I think the modern Doctor Who is trying to keep the show relatable to their audience by placing their stories on Earth. This was one of the reasons given for the UNIT stories in the Jon Pertwee era. However, the people then realized that they became limited in the kind of stories they could tell, and that was why the series returned to the Doctor and companions visiting other planets.
The CGI was dodgy in this episode. In one sequence, I was thinking, are those panthers closing in on Maebh Arden? Then, it was revealed that those were wolves. (The wolves weren't frightening. It was clear that they were tamed and well cared for.)
I am bewildered by the backstory for Danny Pink. In the first episode, he cried when asked if he killed anyone by the students, implying something bad had happened. Then, he said that he did humanitarian work in Afghan, digging 23 wells, and didn't kill anyone. Later, I learned that he served under aristocratic officers who put their men at risk. Now, I learned that he put himself at risk, hoping that he wouldn't survive. What exactly did happen to Danny Pink in Afghan?
The show gives the impression that the Earth was hit by life-threatening solar flares before, in Siberia in 1908 and in Curacao. Um, the event in Siberia was the result of an extraterrestrial body exploding in the atmosphere. And, Curacao is threatened by tropical storms. So, how did trees protect the Earth in those events?

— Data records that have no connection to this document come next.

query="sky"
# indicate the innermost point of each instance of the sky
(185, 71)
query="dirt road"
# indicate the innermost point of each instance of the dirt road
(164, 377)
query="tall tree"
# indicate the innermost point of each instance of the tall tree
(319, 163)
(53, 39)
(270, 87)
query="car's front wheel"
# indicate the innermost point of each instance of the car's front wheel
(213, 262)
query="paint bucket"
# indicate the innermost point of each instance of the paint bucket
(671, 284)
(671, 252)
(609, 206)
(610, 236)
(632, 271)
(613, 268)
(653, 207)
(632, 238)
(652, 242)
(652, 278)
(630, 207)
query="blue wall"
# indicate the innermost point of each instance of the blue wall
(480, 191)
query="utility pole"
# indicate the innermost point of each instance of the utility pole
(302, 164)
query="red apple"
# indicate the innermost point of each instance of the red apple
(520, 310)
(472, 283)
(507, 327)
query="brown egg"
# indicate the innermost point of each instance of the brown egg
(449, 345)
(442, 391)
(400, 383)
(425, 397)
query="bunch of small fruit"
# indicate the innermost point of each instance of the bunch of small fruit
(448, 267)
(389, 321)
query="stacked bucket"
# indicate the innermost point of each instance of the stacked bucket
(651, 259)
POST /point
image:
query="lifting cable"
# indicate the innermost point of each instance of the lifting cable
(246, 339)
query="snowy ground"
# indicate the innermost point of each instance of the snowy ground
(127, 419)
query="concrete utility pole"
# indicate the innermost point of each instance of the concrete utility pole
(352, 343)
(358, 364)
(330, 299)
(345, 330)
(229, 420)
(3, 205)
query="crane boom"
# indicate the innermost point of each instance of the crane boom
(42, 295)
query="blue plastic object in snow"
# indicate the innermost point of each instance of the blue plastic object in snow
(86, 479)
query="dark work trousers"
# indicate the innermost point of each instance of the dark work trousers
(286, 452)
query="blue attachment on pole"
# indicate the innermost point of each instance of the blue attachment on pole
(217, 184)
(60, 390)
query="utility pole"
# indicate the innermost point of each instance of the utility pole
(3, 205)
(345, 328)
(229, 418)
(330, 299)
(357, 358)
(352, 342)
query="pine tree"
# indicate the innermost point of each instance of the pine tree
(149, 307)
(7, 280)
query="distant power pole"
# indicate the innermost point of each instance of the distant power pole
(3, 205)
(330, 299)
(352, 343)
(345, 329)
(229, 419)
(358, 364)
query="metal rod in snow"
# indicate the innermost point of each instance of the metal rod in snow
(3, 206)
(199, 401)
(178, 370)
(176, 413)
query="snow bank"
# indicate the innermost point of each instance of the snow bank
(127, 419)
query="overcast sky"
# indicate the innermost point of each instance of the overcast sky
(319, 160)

Finally, it is apparent that the Doctor has forgotten that he learned that plants do communicate, and that he had to stop an invasion of these intelligent plants in his fourth incarnation.
Then, there is the strange monologue at the end, where the Doctor says that humans have a superhuman power of forgetting. It is fear that they remember when they think of forests, and they put this fear in their fairy tales. if humans didn't forget, they wouldn't have wars and would have stopped having babies. What the hell?
So, for me, the episode is pure rubbish.